Menurut penelitian berjudul “Climate change impacts are sensitive to the concentration stabilization path”, bertambahnya jumlah penduduk diindikasikan dapat meningkatkan jumlah kebutuhan energi, yang selama ini lebih didominasi oleh sumber energi dari bahan bakar fosil.
Penggunaan sumber energi kotor dari bahan bakar fosil akan memicu terjadinya emisi gas rumah kaca. Ini adalah penyebab pemanasan global dan perubahan iklim.
“Semakin banyak jumlah manusia di muka bumi, maka akan menyebabkan semakin bertambahnya jumlah penggunaan sumber energi dari bahan bakar fosil,” tulis Brian O’Neill dan Michael Oppenheimer, dalam penelitian yang terbit di Proceedings of the National Academy of Sciences, dikutip Kamis (9/2/2023).
Sebaliknya, penelitian tersebut juga mengungkap bahwa lambatnya pertumbuhan penduduk dapat mengurangi laju emisi gas rumah kaca hingga mencapai angka 16-29 persen, dan dapat menjaga suhu global dari efek-efek serius tertentu. Meski begitu, rendahnya pertumbuhan penduduk juga tidak serta-merta dapat mencegah terjadinya perubahan iklim.

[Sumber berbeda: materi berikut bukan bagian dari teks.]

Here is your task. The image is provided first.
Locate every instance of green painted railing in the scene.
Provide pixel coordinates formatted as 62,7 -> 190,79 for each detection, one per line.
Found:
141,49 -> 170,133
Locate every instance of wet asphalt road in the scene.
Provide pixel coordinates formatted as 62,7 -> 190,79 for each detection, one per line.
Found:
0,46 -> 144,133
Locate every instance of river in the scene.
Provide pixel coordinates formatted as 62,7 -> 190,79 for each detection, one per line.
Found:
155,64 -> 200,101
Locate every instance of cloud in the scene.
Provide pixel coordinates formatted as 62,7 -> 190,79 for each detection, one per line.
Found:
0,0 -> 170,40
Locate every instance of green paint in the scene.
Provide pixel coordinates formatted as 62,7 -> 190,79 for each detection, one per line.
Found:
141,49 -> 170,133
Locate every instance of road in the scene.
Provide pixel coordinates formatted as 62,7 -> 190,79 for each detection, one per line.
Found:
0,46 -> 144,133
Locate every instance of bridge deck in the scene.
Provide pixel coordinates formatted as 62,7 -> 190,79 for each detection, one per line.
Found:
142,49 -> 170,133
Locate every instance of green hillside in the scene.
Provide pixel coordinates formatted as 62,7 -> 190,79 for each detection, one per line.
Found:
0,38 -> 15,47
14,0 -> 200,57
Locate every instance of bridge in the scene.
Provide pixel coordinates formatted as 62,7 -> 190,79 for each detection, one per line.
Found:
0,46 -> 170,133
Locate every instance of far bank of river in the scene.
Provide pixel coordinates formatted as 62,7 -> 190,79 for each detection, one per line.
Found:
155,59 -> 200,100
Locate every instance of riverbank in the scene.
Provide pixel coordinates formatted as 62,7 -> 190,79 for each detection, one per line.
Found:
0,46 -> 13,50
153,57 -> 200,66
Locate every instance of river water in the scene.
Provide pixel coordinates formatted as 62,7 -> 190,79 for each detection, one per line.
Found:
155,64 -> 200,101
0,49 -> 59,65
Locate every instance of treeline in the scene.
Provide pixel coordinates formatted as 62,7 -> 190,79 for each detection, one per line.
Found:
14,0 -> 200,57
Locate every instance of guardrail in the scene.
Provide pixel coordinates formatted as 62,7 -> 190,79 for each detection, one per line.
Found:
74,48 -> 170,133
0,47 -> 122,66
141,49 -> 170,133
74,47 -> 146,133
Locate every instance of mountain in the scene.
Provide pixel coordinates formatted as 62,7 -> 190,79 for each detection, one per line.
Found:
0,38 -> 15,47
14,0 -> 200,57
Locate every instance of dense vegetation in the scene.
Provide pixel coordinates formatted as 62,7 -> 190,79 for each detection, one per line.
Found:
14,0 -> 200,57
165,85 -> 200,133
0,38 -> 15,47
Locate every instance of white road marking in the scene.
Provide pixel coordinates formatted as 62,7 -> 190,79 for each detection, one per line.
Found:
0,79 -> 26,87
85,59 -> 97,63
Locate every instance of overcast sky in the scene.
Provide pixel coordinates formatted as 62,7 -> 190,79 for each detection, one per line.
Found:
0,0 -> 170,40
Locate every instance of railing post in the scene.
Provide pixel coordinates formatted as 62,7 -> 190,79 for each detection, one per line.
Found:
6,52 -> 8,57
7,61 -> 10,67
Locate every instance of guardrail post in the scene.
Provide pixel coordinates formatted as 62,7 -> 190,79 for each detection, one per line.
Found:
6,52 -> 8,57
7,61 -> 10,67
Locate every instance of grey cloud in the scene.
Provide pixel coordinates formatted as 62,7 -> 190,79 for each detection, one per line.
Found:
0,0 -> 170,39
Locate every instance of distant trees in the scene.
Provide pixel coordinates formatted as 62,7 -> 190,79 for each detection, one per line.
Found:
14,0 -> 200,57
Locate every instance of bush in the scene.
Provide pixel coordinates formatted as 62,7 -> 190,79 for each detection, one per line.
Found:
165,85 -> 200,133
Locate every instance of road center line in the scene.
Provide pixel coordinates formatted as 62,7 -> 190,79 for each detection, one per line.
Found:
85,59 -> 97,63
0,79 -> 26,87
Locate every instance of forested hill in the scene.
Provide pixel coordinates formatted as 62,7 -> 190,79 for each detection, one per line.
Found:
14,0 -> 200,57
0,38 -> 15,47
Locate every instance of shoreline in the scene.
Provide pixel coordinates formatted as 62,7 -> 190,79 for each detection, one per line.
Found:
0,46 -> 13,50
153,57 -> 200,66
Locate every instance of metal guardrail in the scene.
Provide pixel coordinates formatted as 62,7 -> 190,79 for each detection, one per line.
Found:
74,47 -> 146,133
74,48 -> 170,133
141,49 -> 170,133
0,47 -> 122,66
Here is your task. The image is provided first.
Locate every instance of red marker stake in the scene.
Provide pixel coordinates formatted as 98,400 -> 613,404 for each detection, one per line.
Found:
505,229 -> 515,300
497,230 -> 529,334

KB untuk menekan pertumbuhan penduduk
Penelitian O’Neill dan Oppenheimer tersebut memperkirakan bahwa pada 2050, jumlah penduduk akan bertambah sebanyak 3 miliar dari jumlah yang sekarang. Hal itu berarti akan ada 9 miliar manusia pada 2050 dan ini menjadi angka yang mengkhawatirkan.
Namun, sebenarnya pertumbuhan penduduk ini masih dapat ditekan. Jika pertumbuhan itu dapat ditekan, misalnya menjadi 8 miliar saja, maka emisi gas rumah kaca pun dapat ditekan hingga angka 29 persen.
Salah satu kebijakan pengendalian penduduk adalah melalui program Keluarga Berencana. Program yang kerap disingkat KB ini merupakan program skala nasional. Tujuannya untuk menekan angka kelahiran dan mengendalikan pertambahan penduduk di suatu negara.
Di Indonesia sendiri, program KB telah diatur dalam UU N0 10 tahun 1992, yang dijalankan dan diawasi oleh Badan Kependudukan dan Keluarga Berencana Nasional (BKKBN).
Menurut Pusat Studi Kependudukan dan Kebijakan (PSKK) UGM, program KB dapat menjadi solusi untuk mengatasi pertumbuhan penduduk. Program ini sekaligus dapat menghadirkan dimensi gender, dengan partisipasi perempuan di dalamnya, untuk mengatasi permasalahan iklim.
“Salah satu kebijakan pengendalian penduduk adalah melalui program Keluarga Berencana (KB),” tulis PSKK UGM, dikutip Kamis (9/2/2023).
“Dari situlah dimensi gender, melalui partisipasi perempuan dalam program KB, menjadi pertimbangan penting dalam upaya pengendalian penduduk,” sambungnya.
Jangan dipandang sebagai solusi utama
Meski dapat menekan pertumbuhan penduduk—dan pada gilirannya diklaim memperlambat perubahan iklim—PSKK UGM tetap menekankan bahwa harus ada kehati-hatian di dalamnya.
Menurutnya, KB jangan dipandang sebagai satu-satunya cara untuk mengatasi perubahan iklim. Terlebih membingkai ulang perubahan iklim sebagai sekadar masalah overpopulasi, justru dapat mengarahkan pada kebijakan yang memaksa karena tubuh perempuan semata-mata menjadi alat untuk mengurangi fertilitas dan jumlah penduduk.
Ini sesuai dengan yang disampaikan organisasi global GenderCC – Woman for Climate Justice, yang menyebut bahwa benar perempuan harus memiliki akses terhadap keluarga berencana. Namun, hal ini tidak boleh diperlakukan atau dibingkai ulang sebagai solusi utama perubahan iklim.
Kesehatan, kesejahteraan, dan hak-hak perempuan harus menjadi inti dari semua program KB. Jangan sampai kebijakan keluarga berencana yang berpusat pada iklim (climate-centric family planning) justru mengancam kesehatan seksual dan reproduksi perempuan.
Jika itu terjadi, maka program itu hanya bakal memperlemah pendekatan berbasis hak (right-based approach) yang telah disahkan dalam Konferensi Internasional tentang Kependudukan dan Pembangunan di Kairo, Mesir, pada 1994.
“Oleh karena itu, peningkatan akses terhadap layanan keluarga berencana dan kesehatan reproduksi harus dapat memberikan banyak manfaat. Seperti peningkatan pilihan dan hasil kesehatan bagi perempuan,” jelas GenderCC dalam siaran persnya.